Le système antispam le plus visible se nomme le système CAPTCHA. Inventé en l’an 2000 par l’informaticien Luis von Ahn, le système CAPTCHA (« Completely Automated Public Turing test to Tell Computers and Humans Apart », soit « test de turing permettant de différencier humains et robots automatiquement ») demande à l’internaute, au moment de la création d’un compte ou de la publication d’un commentaire, de recopier dans un formulaire une suite de caractères déformés par une image. Très populaire, le système CAPTCHA a néanmoins de nombreux défauts. Le principal étant qu’il considère l’internaute comme a priori coupable et lui demande de prouver, en recopiant cette suite de caractères, qu’il n’est pas un « spambot », un logiciel programmé pour envoyer des milliers de spams partout. Cette action supplémentaire est par ailleurs parfois rendue difficile par la complexité de la déformation des caractères à reproduire : certaines images CAPTCHA sont ainsi difficilement lisibles. Pire : comme l’explique sur son site le chercheur français Samuel Hocevar, connu entre autres pour avoir participé à la création du logiciel vidéo VLC et pour diriger actuellement le projet de distribution Linux Debian, la plupart des imageries CAPTCHA sont en fait interprétables par les spambots. Alors que des humains ont parfois du mal à interpréter certaines images CAPTCHA, elles ne posent souvent aucun problème aux robots. Un comble. Ce qui donne un système handicapant pour les internautes, mais peu efficace dans la lutte anti-spam. Loin de la panacée, donc.

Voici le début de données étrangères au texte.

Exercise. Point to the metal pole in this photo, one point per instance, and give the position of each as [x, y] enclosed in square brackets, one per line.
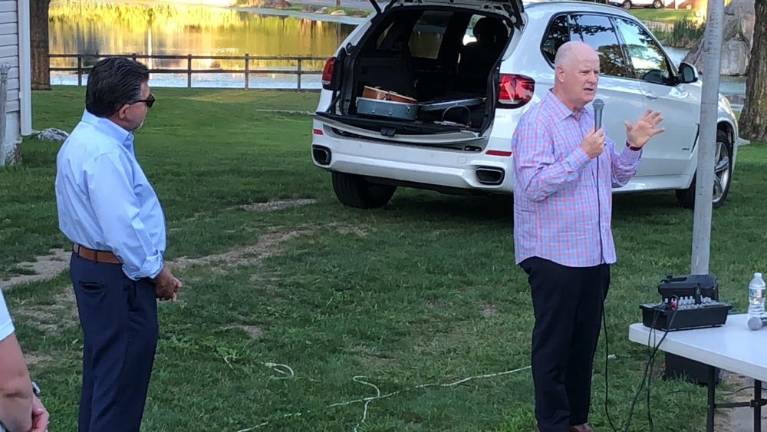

Mais les CAPTCHA, même s’ils restent très largement utilisés sur le web, ne sont pas la seule façon de lutter contre le spam sur les blogs. Comme pour l’email, des systèmes antispam complètement invisibles ont fait leur apparition sur les blogs. Akismet est le géant du domaine. Créé pour la plateforme de blogs Wordpress, Akismet stoppe en moyenne 6 millions de spams par jour et est désormais utilisable pour la plupart des systèmes de publications (blogs, wikis, forums...). A l’autre bout de l’échelle, on trouve Spamplemousse, petit logiciel créé par deux Français pour Dotclear, un autre système de blogs. Alors qu’Akismet refuse de dévoiler son fonctionnement, celui de Spamplemousse est en revanche ouvert à tous, et s’inspire clairement des antispams créés pour l’email. « Les premiers spams étaient peu complexes et faciles à repérer et à éradiquer avec un logiciel, mais parallèlement à la montée en puissance des antispams, on a pu constater une montée en complexité des spams, expliquent Alain Vagner et Benoit Clerc, créateurs de Spamplemousse. Les antispams, c’est un peu comme les antibiotiques, plus ils sont puissants, plus le mal qui est en face se renforce. C’est une course contre le temps entre les spammeurs et les antispammeurs, comme pour les emails il y a quelques années. On peut donc facilement récupérer les meilleures technologies appliquées au mail pour les adapter au problème du spam sur les blogs. » Pour autant, la lutte n’est pas aisée : « Il y a une nouvelle génération de spam tous les six mois, donc tout système antispam qui ne peut pas s’adapter est forcément obsolète assez rapidement », poursuit Alain Vagner.

Mais malgré ces nouvelles protections, le spam dans les commentaires de blogs ne s’arrête pas. Et ni les auteurs de Spamplemousse ni celui d’Akismet ne sont très optimistes. « En théorie, une régulation du gouvernement, ou n’importe quoi modifiant le système économique des spammeurs pourrait supprimer les intérêts du spam, explique Matt Mullenweg. Mais en attendant... » Alain Vagner et Benoit Clerc voient eux un espoir dans les nouvelles technologies permettant de s’identifier sur le net, comme le service décentralisé OpenID, adopté par Microsoft, AOL, Wikipédia et certains systèmes de blogs (LiveJournal, Vox) : « Comme pour le mail, le spam est rendu possible par la très grande ouverture du système qui le supporte. Une des solutions avancées semble être la gestion des identités numériques sur le web, qui permet d’authentifier formellement l’auteur d’un commentaire. Et donc de détecter plus facilement les spammeurs. Mais pour que ce système marche, il faut une grande adoption sur le web, et une intégration dans les navigateurs afin de faciliter au maximum la vie de l’utilisateur. » Des critères qui sont aujourd’hui encore loin d’être remplis.